2017年1月26日木曜日

能楽フェスティバル第一部・特別公演《神鳴》

2017年1月25日(水)  14時30分~16時26分  国立能楽堂

狂言《神鳴》シテ山本東次郎 アド山本則俊
   後見 若松隆
   地謡 山本泰太郎 山本則孝 山本凛太郎

能《隅田川》シテ野村四郎  
   ワキ 宝生欣哉 ワキツレ殿田謙吉
   子方 清水義久
      藤田六郎兵衛 観世新九郎 亀井忠雄
      後見 浅見真州 野村昌司
   地謡 梅若玄祥 武田宗和 岡久広 青木一郎
      清水寛二 駒瀬直也 坂井音隆 松山隆之 



1964年のオリンピック能楽祭に着想を得て企画された能の祭典、能フェスです!
第1部は人間国宝を中心とした特別公演というだけあって、シテのみならず、三役&地謡とも豪華な配役。
今月は観能運が低調だったのですが、久々に引き締まった能らしい能を観た気がします。


それにしても、
能楽堂に入ると、能楽協会理事の方々(源次郎さん、銕之丞さん、喜正さん等々)がズラリと並んでお出迎えされるので、めっちゃ緊張します。
こちらは大いに恐縮して固まってしまい、米つきバッタのようにペコペコしながら通り過ぎたのでした(・・。)ゞ
能をお稽古されていて心得のある方なら、優雅に会釈をして微笑みながら通り過ぎるのだろうなー。
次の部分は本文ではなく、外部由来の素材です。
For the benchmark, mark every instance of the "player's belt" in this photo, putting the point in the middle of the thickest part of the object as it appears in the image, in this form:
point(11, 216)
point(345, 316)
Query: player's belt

さて、特別公演では字幕表示もあるのですが、これがひと工夫されていて、
たとえば、シテが橋掛りから退場する時には、「演者はまだ演じている気持ちで退場します」などの演じ手の心持や、登場楽の説明なども解説されているのが、能楽協会ならでは。
(他の会でもタブレット端末などでやっているのかもしれないけれど。)




狂言《神鳴》
東京を舞台にした曲とのことですが、「東国に下る」と言っているだけで、東京とは言ってないような……。武蔵野の原野あたりが舞台でしょうか。

《神鳴》を観るのは三回目。
三回とも山本家で、
一回目は山本泰太郎×若松隆、二回目は則孝×泰太郎。

一回目の泰太郎さんの神鳴と若松さんの藪医者が凄く良くて、
とくに若松さんが独特の飄々とした感じで、いい味出していました。


泰太郎さんと則孝さんの神鳴は、腰に鍼を槌でトントンと打つタイミングに合わせて、身悶えするように手足を上下させるので、いかにも痛そうな感じがしたのですが、
この日の東次郎さんの神鳴は、鍼を打たれる時、足を上下させて身悶えするタイミングと、医者が鍼を打つタイミングがあまり合っていなくて、ちょっと不思議でした。
とはいえ、それが東次郎家の正統な型なのかもしれません。


それと、鍼を抜いた時の、痛みが取れたスッキリ感も、なんとなく物足りない。
三回目ともなれば、こちらが感じる曲のインパクトが薄れてきたからでしょうか。


それでも、セリフ回しの間の取り方などはさすが。
《隅田川》の野村四郎師のシテを観ても思ったけれど、やはり「間」です、「他とは違うなー」と感じるのは。


「間」というのは、能にかぎらず、日常生活や人間関係にもあてはまることなので、こういう名人の間に接するたびに、いろいろ考えさせられます。

なにか、ほんの少しでも自分のなかに吸収できばいいけれど。